That’s obviously not true, if you change what you “have” to go to.
There are thousands of American towns that are about 10k population - large enough to have a Walmart and other stores, small enough to walk across in an hour or so.
My admittedly unscientific survey of small Midwestern towns with Walmarts (that are NOT suburbs!) is that you can walk to the Walmart on sidewalks. At most, you have half a block to the nearest sidewalk, or have to cross the street.
Some of the middling-old sections only have one sidewalk. The oldest have them on both sides of the street, and the newest developments have them also, usually.
The Walmart in the area from this article is separated from the main town by a four lane road with no sidewalks, across which the nearest crosswalks are more than half a mile away in either direction—so you’re either playing high stakes Frogger, or, depending on your starting location, you might conceivably have to walk nearly two hours out of your way round trip along the shoulder of this road to use a crosswalk. They also get five feet of snow per year, so a good part of the year that walk is extra dangerous and miserable.
I can’t say for sure, but I think this is much more typical of American Walmarts than it is to be able to easily walk to them.
The two smallish towns I've spent significant time in (Tomah WI and Palestine TX) both have difficult to walk to Walmarts. But glad to hear it's not universal!
I see from Google maps that here in Illinois the situation seems to be a bit better... (E.g. Morris, Rantoul and even Du Quoin). Du Quoin seems very inexpensive and seems like it would make a better argument than somewhere truly rural (it even has Amtrak service)
Once it gets cold you won't be walking much anywhere. I guess grocery delivery from Walmart can mitigate this, but that fundamentally changes the situation.
One way (not the only way and I get this won't work well for people with medical needs or kids) to handle this is stock up on rice, beans, nonperishables and have a good first aid kit. You go out to get your "freshies" but it's not an issue to be stuck at home for a week except in the most dire circumstances.
I am sitting in front of PC probably around 10hours a day and drink and sit rest of my day (excluding sleep) and still it is not a big deal for me to have a 7km walk to the city or back is not a big deal.
I think in US it just cultural. "You are walking?! With your feet?! How?!". Unless you more likely to get shot walking via some neighbourhood I can't understand that.
> I'm going to guess that you're a really good shape that a 2 km walk isn't a big deal, but I don't think most Americans can do that.
Shit that's horrifying.
I have health issues and walking 2km a day to try to help fix. So I see 2km a day as basic. 6-10km run a day would be "fit" IMO.
things as humans are designed to walk.
Living in suburbia means I have to walk "for the sake of it" although I cam make it useful e.g. get some milk!
As for cold. Anything above minus 5 should be OK just wear stuff like skiiers wear which can be got cheap off brand.
77% percent of young Americans aren't fit for service.
2 km of walking in a day, even in great weather is exceptional for me. I probably average 1km or less.
And I'm not a car owner. My family members will literally hop in a car and drive 30 minutes over walking .5 km to the grocery store. They like the other one more they say.
Are you sure you mean .5km? That's only 0.3 miles, 1500 feet. That is the distance if you drive to a Walmart supercenter and park in the center of the parking lot and walk to the door.

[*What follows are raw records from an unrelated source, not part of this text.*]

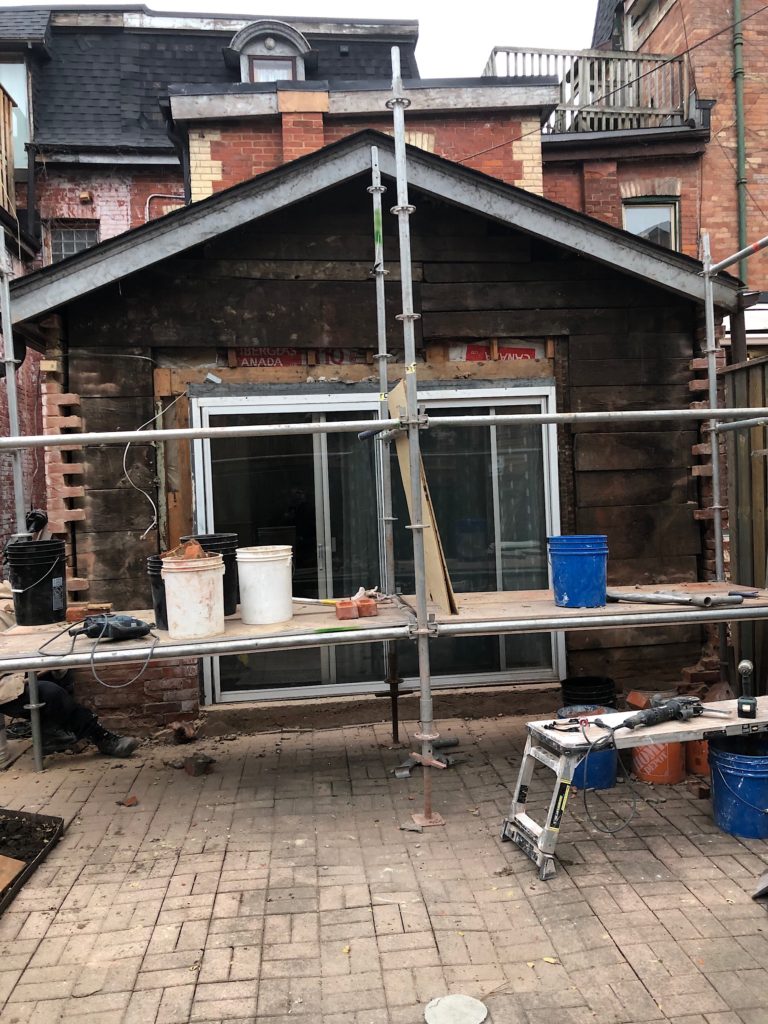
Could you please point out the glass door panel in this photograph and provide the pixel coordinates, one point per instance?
(265, 489)
(352, 541)
(522, 530)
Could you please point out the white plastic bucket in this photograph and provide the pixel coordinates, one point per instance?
(194, 596)
(265, 584)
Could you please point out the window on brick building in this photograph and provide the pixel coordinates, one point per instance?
(272, 69)
(654, 220)
(68, 238)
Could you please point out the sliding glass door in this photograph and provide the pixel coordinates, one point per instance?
(495, 499)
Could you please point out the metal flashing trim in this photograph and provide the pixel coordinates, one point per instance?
(51, 287)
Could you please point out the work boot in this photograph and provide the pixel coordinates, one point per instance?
(116, 747)
(57, 740)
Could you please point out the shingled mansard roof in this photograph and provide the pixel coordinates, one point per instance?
(24, 25)
(105, 69)
(53, 287)
(604, 20)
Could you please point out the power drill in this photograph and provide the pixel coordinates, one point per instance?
(112, 628)
(676, 709)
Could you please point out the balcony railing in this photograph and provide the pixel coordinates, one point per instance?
(7, 187)
(602, 90)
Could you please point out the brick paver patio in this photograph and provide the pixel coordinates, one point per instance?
(280, 889)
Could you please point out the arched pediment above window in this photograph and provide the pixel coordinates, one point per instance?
(269, 50)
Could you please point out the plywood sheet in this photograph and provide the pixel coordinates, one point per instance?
(439, 590)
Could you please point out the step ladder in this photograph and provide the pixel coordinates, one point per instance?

500 hundred metres? This is long for you? If there is snow you can't walk? Why? Snow is much beteer than rain. And still it is just a couple of minutes. You most probably would not get wet with proper clothes.
Are you from US by the chance?
The average American walks 2.4 miles per day according to the CDC, this person is truly exceptional even among people the most car centric American towns.
You’ll walk more than 500m through the aisles in Walmart buying your groceries.
Huh? I'm not in great shape but I get 2km of walking a day just with my commute. According to my watch I've averaged 13k steps a day this week (something like 9-10 km a day, I think?). Ironically the days I walk the least are when I decide to bike to work instead of taking the train...
Right, I mean obviously the scenario in the article is unrealistic budget wise (and good winter equipment is going to be at least several hundred dollars), but I'm pushing back against the idea you can't walk when it's cold ...
..in what National Weather Service described as "once-in-a-generation storm". Walking 2 km on a normal winter day (or even a mild blizzard) is not dangerous.
This is true. I recently read that the real reason that the Vikings left North America was that the Native American authorities informed them that their site on L'Anse aux Meadows was not zoned for boat repair and construction.
There are thousands of American towns that are about 10k population - large enough to have a Walmart and other stores, small enough to walk across in an hour or so.